The Appellate court ruled that the defendant had not shown the impeaching evidence was material within the meaning of Brady and that they had suffered no prejudice. And that the defense had not established there was a reasonable probability the result would’ve been more favorable to him had the impeachment evidence been timely disclosed.
The court also said that the jury was aware that the snitch/eyewitness was in custody on a parole violation when he first started discussions with the detectives. In addition, the jury also knew that in previous interviews the witness had not come forward with the information until he was in custody. The jurors also knew that the witness had subsequently provided reliable information to two detectives and there was evidence that the witness had not been charged with any new cases upon violating his parole.
They did make note in their ruling that in Brady v. Maryland the Supreme Court had held the suppression by the prosecution of evidence favorable to an accused upon request violates due process. And that the petitioner contends a prosecutor violated Brady when they did not timely inform them that the witness has given police information in other cases.
The court of appeal found that respondent did not dispute the first two components: that favorable evidence and suppression were met in this case, however the California Court of Appeal rejected petitioners Brady claim because the evidence in question was not material.
That is a quick summary of a couple of cases that are similar to what we are seeing in this Frank Carson et al. preliminary hearing and just for a little reference I will share both cases that I quoted from. There is another case I am currently reviewing but cannot give specifics on at this point.

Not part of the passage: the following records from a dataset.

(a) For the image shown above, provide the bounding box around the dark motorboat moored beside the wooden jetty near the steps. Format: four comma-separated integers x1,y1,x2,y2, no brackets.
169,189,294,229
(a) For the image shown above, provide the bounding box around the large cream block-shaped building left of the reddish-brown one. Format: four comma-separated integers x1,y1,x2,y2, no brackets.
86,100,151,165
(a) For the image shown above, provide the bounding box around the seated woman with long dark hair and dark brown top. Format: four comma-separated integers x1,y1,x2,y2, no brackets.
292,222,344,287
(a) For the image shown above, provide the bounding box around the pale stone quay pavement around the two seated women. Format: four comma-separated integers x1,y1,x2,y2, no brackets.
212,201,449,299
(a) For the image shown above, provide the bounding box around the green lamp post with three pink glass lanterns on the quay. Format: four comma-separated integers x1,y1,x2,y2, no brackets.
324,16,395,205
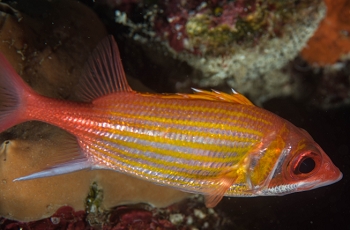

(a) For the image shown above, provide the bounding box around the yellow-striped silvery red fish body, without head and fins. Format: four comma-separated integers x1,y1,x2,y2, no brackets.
26,93,281,191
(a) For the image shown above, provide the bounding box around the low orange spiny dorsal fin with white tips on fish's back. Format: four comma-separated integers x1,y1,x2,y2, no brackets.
161,88,254,105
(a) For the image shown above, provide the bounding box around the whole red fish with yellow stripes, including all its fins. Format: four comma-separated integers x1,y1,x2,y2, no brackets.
0,36,342,207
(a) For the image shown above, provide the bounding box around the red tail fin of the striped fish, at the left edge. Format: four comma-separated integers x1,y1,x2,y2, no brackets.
0,53,35,132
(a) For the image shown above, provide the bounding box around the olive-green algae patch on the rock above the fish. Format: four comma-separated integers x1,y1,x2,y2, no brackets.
186,0,313,55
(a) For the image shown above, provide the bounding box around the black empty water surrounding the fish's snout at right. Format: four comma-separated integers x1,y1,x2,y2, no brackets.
218,98,350,230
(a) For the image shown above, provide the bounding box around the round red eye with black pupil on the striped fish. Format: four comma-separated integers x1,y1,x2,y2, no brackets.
290,151,322,179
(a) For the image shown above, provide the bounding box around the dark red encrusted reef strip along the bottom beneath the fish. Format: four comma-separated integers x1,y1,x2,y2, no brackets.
0,196,231,230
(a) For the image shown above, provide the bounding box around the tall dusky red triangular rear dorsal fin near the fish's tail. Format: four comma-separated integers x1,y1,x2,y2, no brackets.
76,36,132,102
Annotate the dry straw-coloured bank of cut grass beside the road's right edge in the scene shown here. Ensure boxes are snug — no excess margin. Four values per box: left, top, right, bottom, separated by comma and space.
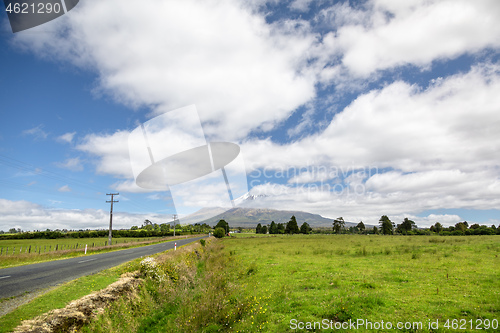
14, 272, 143, 333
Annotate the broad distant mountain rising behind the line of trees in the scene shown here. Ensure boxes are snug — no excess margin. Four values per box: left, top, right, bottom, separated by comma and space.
193, 208, 357, 228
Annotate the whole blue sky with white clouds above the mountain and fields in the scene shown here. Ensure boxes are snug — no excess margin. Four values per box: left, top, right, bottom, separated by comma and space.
0, 0, 500, 231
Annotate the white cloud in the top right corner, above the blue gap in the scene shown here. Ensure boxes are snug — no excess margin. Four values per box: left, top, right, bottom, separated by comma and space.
328, 0, 500, 76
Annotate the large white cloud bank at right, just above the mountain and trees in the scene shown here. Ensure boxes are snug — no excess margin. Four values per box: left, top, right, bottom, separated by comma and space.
243, 65, 500, 220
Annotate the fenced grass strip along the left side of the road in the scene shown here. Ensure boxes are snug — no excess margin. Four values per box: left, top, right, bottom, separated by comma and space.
0, 235, 194, 268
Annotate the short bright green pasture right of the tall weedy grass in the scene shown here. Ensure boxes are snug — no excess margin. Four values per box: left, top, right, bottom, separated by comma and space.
224, 235, 500, 332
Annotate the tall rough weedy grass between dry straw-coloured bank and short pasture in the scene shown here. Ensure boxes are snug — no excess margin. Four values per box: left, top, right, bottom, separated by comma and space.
81, 240, 257, 333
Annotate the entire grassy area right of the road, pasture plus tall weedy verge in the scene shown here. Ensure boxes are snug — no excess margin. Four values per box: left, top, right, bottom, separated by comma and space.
73, 235, 500, 332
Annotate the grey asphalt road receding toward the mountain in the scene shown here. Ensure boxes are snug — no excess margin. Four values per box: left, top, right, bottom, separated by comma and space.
0, 236, 208, 298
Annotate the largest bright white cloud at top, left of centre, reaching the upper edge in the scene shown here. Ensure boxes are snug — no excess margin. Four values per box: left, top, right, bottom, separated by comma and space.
16, 0, 316, 140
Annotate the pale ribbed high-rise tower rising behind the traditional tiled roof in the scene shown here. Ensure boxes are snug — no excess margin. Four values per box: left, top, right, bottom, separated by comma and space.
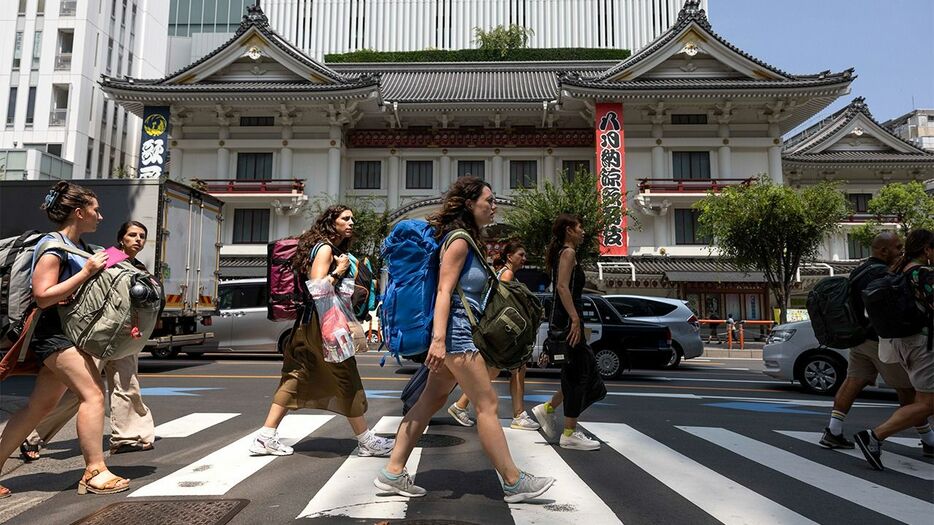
168, 0, 707, 71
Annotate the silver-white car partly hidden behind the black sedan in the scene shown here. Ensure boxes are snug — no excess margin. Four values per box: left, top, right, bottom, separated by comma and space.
603, 295, 704, 369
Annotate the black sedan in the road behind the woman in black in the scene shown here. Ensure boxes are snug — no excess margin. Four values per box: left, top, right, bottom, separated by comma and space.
529, 294, 671, 379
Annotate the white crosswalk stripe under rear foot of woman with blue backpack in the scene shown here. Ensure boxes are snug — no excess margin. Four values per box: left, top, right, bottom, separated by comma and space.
298, 416, 427, 519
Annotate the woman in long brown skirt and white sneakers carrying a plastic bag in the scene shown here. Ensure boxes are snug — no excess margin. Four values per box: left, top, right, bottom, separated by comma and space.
250, 204, 394, 456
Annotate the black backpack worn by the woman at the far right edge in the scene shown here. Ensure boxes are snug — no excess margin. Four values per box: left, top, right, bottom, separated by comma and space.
863, 273, 931, 338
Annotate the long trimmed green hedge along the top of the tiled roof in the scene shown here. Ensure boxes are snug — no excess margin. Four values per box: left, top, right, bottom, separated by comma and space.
324, 47, 630, 64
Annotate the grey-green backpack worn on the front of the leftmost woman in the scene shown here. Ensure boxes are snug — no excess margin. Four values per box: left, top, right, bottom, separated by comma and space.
36, 241, 162, 360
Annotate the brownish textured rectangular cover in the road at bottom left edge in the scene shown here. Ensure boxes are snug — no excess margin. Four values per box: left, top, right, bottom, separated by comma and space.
71, 499, 250, 525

As you read this rather long post you probably realize that there’s some similarities in the type of witnesses used in the activities that went on with those witnesses. Namely testimony from Patrick Hampton, Ronald Cooper, and of course Robert Woody, among others.
The bottom line is there are many remedies available to the Judge. They do include dismissal of the charges with prejudice, financial penalties which can be paid to the defense, or the new evidence cannot be used against the defendants but can be used by defense in favor of the defendants.
It also appears that Birgit Fladagar does not seem to be too concerned about this case as she is not shown up in this courtroom during the entire 15 months of the preliminary hearing. Especially after the judge took her to task for not doing that with the discovery issues in her office.
Some of you may be wondering why there was no noon time report today.
I left the house to go to court at the usual time and stopped at the store and came out and my truck would not start. It is expected I guess, after all it is a FORD.
Trying everything I could to get it started with my vast limited knowledge finally calling AAA and he got his trusty ballpein hammer and banged on the starter then told me to turn it over, the truck promptly started up.
Pretty conclusive evidence of a bad starter, and I’m not going to get stuck somewhere else in the worse situation than where I was at so I took the truck straight to some good people that help me out kind of taking care of a whole lot quicker than I expected.
I appreciate what was done by the crew at Dizney and Wise, and their prompt attention to get it fairly quickly. Any other shop they went to been done probably until tomorrow.
When some people make promises only some of those people fulfill those promises, Micah Dizney fulfill that promise today to me and I appreciate it.